The system for generating random people's faces is based on the StyleGAN algorithm from NVIDIA, as well as software from NVIDIA CUDA. This is a pre-trained model with an excellent interpolation and unraveling system, capable of finding hidden factors of variation (for example, determining the position of a face, identity, and even more than 100 parameters).
How does the algorithm work?
StyleGAN's method of operation can really be called quite perfect. It opens up new possibilities for controlling the image generation process.
In fact, the algorithm starts with the studied constant input, and then adjusts the image style, passing each convolutional layer one after the other. This is how the generator directly controls the features of the image at any scale.
The main aim is to find all the hidden factors of variation and qualitatively increase the level of control.

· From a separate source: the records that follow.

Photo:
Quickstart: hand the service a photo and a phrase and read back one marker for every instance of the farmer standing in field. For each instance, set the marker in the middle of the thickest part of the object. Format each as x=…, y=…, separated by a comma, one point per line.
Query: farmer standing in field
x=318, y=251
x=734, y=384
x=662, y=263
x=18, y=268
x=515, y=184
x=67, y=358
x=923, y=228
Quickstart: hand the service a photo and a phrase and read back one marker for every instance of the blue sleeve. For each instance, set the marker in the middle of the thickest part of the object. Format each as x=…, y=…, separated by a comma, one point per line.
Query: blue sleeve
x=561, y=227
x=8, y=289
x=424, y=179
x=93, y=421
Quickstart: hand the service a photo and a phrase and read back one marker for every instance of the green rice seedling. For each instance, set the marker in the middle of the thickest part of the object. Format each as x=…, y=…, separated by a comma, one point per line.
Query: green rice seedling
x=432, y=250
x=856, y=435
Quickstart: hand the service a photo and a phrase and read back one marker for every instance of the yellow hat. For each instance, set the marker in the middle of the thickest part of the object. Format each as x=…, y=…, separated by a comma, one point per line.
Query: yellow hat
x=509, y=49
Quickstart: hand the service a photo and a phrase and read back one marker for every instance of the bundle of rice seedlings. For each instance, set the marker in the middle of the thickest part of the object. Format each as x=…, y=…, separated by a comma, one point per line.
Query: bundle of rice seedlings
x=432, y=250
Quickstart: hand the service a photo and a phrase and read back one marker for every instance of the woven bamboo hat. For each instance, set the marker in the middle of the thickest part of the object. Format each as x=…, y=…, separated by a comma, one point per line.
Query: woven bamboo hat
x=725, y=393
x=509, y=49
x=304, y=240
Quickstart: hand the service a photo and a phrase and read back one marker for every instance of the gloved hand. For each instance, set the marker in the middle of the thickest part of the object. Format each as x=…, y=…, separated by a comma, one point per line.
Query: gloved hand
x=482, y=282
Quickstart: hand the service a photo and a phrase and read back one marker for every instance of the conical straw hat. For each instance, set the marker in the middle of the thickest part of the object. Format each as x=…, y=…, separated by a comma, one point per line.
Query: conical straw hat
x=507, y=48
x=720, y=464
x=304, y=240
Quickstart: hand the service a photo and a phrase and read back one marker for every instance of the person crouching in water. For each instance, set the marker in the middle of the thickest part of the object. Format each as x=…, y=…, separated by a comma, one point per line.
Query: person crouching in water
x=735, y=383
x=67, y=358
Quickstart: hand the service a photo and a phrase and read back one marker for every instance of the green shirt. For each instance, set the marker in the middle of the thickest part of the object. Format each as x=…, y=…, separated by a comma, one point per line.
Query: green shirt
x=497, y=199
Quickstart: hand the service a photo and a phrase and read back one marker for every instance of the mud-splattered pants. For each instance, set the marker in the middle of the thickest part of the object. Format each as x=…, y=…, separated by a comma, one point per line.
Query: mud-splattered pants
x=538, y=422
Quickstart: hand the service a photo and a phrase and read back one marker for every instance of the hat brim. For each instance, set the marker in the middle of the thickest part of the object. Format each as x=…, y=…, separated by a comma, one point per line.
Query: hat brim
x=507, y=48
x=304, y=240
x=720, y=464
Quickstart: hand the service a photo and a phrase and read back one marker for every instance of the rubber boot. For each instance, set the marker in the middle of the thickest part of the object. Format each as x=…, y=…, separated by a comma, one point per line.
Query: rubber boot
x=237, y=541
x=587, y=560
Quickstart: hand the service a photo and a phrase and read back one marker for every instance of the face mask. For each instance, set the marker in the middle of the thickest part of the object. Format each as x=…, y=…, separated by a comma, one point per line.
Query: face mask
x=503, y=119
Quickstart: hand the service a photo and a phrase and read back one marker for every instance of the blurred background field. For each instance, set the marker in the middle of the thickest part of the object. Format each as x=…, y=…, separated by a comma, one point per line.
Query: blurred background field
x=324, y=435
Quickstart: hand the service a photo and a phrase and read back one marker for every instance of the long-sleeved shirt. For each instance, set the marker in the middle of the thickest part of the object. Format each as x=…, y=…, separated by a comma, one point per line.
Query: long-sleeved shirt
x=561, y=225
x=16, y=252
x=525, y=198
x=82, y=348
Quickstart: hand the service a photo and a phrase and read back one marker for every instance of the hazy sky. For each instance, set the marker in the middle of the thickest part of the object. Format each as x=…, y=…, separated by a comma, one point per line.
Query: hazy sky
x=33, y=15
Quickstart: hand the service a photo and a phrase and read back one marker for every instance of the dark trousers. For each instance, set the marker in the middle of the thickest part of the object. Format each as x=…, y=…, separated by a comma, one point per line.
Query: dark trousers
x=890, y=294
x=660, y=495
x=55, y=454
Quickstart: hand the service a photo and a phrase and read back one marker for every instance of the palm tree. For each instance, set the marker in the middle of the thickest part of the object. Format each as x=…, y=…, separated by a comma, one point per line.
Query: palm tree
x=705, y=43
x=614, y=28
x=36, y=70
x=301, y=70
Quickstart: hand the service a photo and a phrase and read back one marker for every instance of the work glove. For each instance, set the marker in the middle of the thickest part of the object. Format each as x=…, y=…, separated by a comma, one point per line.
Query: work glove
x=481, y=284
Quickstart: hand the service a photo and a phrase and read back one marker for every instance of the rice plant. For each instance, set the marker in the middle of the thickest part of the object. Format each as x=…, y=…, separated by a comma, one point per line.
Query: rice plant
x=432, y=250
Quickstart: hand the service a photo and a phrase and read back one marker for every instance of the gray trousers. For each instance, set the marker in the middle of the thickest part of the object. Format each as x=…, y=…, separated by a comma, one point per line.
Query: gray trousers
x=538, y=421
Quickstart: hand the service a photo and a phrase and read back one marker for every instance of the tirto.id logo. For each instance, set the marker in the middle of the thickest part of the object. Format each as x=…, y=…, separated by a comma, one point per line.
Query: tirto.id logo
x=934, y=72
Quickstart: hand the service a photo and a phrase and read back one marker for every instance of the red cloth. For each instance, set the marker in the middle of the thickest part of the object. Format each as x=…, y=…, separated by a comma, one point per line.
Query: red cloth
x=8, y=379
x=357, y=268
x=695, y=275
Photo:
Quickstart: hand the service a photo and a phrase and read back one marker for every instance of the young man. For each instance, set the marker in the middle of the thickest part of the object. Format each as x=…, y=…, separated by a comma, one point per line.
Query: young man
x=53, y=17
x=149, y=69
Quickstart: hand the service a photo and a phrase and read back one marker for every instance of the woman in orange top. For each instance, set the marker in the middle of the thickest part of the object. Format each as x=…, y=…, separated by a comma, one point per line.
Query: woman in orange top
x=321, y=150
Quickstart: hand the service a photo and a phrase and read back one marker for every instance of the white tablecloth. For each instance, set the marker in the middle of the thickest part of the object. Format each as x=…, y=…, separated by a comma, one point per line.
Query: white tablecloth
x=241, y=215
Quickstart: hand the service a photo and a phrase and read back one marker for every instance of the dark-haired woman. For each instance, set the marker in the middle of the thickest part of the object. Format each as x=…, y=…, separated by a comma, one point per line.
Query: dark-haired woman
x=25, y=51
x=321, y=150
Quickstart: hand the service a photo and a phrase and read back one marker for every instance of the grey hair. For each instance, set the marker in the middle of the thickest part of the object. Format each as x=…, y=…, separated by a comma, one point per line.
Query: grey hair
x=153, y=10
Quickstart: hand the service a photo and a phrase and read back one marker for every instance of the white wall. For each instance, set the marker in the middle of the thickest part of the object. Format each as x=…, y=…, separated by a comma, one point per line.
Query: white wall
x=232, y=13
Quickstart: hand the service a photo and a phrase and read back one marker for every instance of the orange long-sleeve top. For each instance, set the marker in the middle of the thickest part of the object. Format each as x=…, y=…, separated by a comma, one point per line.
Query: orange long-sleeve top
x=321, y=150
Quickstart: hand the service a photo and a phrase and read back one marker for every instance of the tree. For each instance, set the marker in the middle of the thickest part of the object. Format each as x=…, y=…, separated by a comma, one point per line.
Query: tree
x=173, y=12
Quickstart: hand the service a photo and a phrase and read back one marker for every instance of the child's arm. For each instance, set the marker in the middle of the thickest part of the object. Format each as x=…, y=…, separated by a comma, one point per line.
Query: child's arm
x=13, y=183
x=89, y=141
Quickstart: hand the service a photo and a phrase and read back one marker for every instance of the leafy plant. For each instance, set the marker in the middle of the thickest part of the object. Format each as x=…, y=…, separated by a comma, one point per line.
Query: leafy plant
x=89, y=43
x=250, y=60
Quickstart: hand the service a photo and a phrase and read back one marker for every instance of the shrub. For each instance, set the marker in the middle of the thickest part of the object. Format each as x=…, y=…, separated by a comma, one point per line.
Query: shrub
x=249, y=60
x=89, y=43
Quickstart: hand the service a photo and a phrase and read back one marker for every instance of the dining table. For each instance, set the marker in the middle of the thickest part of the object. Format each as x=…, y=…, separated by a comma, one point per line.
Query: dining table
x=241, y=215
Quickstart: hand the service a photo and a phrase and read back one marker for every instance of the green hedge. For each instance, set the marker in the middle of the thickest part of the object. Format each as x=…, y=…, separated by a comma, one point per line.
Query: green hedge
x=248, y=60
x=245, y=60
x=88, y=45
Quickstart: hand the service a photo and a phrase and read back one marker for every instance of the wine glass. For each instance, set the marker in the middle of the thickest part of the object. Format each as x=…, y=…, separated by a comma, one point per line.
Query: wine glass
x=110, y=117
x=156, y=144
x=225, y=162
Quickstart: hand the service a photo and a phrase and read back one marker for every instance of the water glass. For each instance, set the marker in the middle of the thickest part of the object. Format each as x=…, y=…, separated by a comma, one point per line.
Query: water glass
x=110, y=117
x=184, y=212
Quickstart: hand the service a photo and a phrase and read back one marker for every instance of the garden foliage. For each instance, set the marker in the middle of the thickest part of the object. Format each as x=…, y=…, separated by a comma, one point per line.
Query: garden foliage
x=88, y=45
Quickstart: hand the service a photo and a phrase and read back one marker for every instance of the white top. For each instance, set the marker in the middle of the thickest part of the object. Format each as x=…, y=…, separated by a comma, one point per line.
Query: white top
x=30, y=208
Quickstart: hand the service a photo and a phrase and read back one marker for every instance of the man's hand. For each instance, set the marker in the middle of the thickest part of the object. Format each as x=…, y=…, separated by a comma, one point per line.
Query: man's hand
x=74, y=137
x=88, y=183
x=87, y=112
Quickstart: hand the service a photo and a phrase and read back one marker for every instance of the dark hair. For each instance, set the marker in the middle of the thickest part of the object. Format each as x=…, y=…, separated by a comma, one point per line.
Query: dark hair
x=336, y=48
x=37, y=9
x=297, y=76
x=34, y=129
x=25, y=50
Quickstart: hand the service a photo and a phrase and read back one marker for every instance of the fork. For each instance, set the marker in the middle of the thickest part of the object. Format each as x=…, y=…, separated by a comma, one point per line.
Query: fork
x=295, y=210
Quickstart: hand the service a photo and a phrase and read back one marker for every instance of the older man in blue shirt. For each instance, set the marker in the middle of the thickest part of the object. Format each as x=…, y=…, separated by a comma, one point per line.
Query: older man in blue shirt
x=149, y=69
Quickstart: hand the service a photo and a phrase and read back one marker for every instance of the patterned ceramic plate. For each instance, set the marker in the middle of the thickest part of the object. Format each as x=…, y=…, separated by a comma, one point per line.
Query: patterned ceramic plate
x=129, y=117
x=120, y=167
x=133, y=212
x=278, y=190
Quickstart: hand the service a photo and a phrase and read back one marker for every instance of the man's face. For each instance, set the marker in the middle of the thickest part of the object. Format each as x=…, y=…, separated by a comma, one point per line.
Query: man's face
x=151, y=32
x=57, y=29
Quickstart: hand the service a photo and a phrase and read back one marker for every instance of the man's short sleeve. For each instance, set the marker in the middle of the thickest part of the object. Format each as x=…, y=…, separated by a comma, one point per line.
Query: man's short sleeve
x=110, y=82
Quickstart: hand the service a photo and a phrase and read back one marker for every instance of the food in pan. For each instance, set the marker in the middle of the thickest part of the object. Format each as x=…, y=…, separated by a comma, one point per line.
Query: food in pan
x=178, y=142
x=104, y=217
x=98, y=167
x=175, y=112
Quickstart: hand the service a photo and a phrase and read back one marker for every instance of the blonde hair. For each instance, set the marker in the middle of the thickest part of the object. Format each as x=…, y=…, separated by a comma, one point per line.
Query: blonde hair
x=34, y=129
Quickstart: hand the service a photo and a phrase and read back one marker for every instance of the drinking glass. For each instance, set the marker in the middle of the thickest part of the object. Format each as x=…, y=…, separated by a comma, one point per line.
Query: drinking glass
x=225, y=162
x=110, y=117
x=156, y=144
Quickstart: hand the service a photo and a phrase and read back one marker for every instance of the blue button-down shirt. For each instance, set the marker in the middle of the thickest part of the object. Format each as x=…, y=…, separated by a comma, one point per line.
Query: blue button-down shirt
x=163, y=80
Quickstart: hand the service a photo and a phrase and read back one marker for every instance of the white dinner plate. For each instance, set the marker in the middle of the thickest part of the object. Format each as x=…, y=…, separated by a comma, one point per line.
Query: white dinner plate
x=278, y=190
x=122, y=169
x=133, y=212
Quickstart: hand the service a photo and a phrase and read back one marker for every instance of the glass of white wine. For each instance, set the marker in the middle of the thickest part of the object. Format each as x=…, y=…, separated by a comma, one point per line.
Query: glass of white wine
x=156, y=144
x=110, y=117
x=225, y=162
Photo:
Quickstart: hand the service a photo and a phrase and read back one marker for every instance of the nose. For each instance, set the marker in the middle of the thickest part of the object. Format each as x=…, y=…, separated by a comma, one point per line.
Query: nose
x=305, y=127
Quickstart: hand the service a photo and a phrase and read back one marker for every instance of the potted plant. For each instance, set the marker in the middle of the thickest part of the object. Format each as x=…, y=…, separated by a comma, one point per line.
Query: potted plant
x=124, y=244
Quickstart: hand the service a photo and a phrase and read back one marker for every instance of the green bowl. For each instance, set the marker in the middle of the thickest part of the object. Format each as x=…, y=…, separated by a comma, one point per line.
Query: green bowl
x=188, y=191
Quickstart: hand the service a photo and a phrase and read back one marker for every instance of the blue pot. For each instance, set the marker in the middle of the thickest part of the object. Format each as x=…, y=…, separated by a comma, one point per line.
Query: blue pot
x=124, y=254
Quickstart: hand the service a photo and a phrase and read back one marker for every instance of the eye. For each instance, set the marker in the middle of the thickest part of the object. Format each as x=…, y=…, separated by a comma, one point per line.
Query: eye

StyleGAN defines the high-level attributes of the image:
- The position of the face.
- The personality of a person.
- Freckles and other details.
All this using a nonlinear transformation through a modified hidden vector, which is further adapted to different styles and variations using affine transformations.
As for noise, it's just a single-channel image consisting of uncorrelated Gaussian noise. It is supplied to each iteration and adjusted based on the studied features. Consider:
A: Noise on all layers.
B: No noise.
C: Noise on thin layers.
D: Noise on thick layers.
Results and image quality
At the moment, the algorithm is trained to produce images of very good quality. We can say that a compromise between quality and interpolation capabilities has been found.
The source code is stored here: https://github.com/NVlabs/stylegan.
New dataset: https://github.com/NVlabs/ffhq-dataset.
All the data have been in the public domain since 2019.
The second version of StyleGAN2 was introduced in 2020.